Claudia E.S. Curchin, MBBS. Elisabeth M.T. Wurm, MD. Duncan L.J. Lambie, MBBS. Caterina Longo, MD. Giovanni Pellacani, MD. H. Peter Soyer, FACD.
First experiences using reflectance confocal microscopy on equivocal skin lesions in Queensland
Article first published online: 23 MAY 2011
© 2011 The Authors. Australasian Journal of Dermatology © 2011 The Australasian College of Dermatologists
Australasian Journal of Dermatology
Volume 52, Issue 2, pages 89–97, May 2011
How to Cite
Curchin, C. E. S., Wurm, E. M. T., Lambie, D. L., Longo, C., Pellacani, G. and Soyer, H. P. (2011), First experiences using reflectance confocal microscopy on equivocal skin lesions in Queensland. Australasian Journal of Dermatology, 52: 89–97. doi: 10.1111/j.1440-0960.2011.00756.x
- Issue published online: 23 MAY 2011
- Article first published online: 23 MAY 2011
- Submitted 25 January 2011; accepted 15 February 2011.
- basal cell carcinoma;
- image quality;
- in vivo confocal microscopy;
- reflectance confocal microscopy;
- squamous cell carcinoma
Background/Objectives: Reflectance confocal microscopy (RCM) is a non-invasive method of imaging human skin in vivo. The purpose of this study was to observe the experience of using RCM on equivocal skin lesions in a tertiary clinical setting in Queensland.
Methods: Fifty equivocal lesions on 42 patients were imaged using a reflectance confocal microscope immediately prior to being excised. The images were then analysed blind to the histopathological diagnosis. The experience and problems encountered when using RCM on skin lesions for the first time was also observed.
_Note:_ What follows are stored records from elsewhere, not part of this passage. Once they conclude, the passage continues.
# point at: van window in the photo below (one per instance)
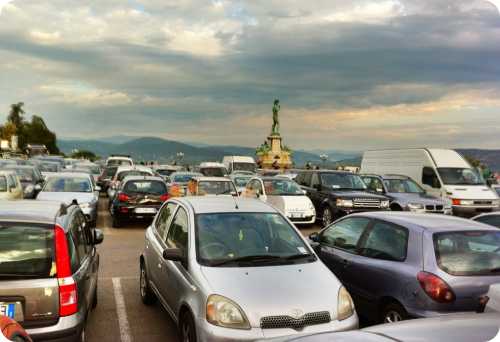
(429, 178)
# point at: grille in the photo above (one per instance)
(366, 203)
(280, 322)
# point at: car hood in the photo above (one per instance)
(67, 197)
(276, 290)
(290, 203)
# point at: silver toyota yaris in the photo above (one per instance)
(231, 269)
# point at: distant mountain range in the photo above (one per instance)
(150, 148)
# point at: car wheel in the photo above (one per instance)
(393, 313)
(147, 296)
(187, 328)
(327, 216)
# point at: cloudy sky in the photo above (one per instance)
(351, 75)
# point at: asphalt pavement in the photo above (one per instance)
(120, 314)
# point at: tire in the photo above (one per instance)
(147, 295)
(392, 313)
(327, 216)
(187, 329)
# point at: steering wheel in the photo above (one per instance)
(215, 250)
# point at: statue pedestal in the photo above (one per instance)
(274, 157)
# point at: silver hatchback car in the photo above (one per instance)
(230, 269)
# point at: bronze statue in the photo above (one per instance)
(276, 121)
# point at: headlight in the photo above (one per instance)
(345, 305)
(223, 312)
(344, 203)
(415, 206)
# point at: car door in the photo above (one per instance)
(338, 247)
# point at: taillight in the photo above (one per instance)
(435, 287)
(123, 197)
(68, 294)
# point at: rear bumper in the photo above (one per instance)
(67, 329)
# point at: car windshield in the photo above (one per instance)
(26, 251)
(341, 181)
(216, 188)
(403, 186)
(67, 184)
(282, 187)
(244, 167)
(460, 176)
(468, 253)
(226, 238)
(145, 187)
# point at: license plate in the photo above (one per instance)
(145, 210)
(7, 309)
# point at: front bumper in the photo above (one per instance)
(211, 333)
(67, 329)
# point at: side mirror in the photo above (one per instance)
(98, 236)
(173, 254)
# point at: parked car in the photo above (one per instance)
(457, 328)
(493, 219)
(219, 269)
(49, 268)
(138, 197)
(405, 194)
(399, 265)
(67, 187)
(30, 177)
(218, 186)
(337, 193)
(10, 186)
(285, 195)
(442, 173)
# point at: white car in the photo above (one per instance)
(285, 195)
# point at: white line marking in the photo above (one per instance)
(121, 311)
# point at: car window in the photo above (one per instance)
(386, 241)
(429, 178)
(178, 232)
(163, 219)
(345, 234)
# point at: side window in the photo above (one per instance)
(163, 218)
(345, 234)
(177, 236)
(429, 178)
(386, 241)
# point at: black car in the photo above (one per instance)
(338, 193)
(139, 197)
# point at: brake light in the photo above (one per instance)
(435, 287)
(123, 197)
(68, 294)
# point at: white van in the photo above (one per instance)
(443, 173)
(239, 163)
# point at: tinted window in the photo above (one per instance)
(468, 253)
(163, 218)
(178, 231)
(386, 241)
(345, 234)
(26, 251)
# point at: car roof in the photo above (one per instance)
(430, 222)
(224, 204)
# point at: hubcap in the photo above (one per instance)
(392, 317)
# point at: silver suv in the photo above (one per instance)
(229, 269)
(48, 269)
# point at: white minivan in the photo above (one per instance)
(441, 172)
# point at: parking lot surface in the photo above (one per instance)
(120, 314)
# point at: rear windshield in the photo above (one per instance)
(26, 251)
(468, 252)
(145, 187)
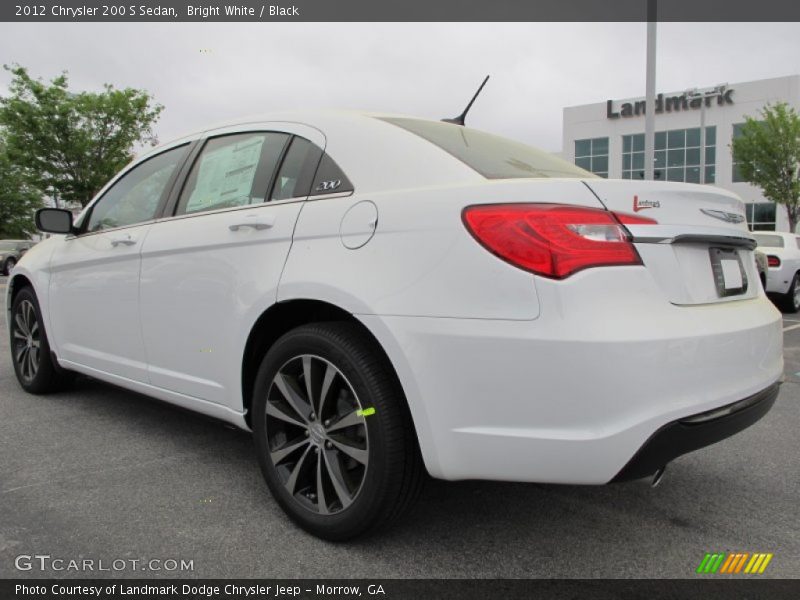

Results: On RCM analysis 12/13 melanomas (92.3% sensitivity, 75% specificity), 19/22 benign naevi (86% sensitivity, 95% specificity), 6/9 basal cell carcinomas (66.7% sensitivity, 100% specificity)and 6/6 squamous cell carcinomas and its precursors (100% sensitivity, 75% specificity) were diagnosed correctly when using histology as the gold standard. We identified three common problems that affected image quality: object artefacts; positioning artefacts; and movement artefacts.
Conclusions: Using simple techniques we found that common RCM features were readily identifiable and common artefacts could be minimized, making RCM a useful tool to aid the diagnosis of equivocal skin lesions in a clinical setting.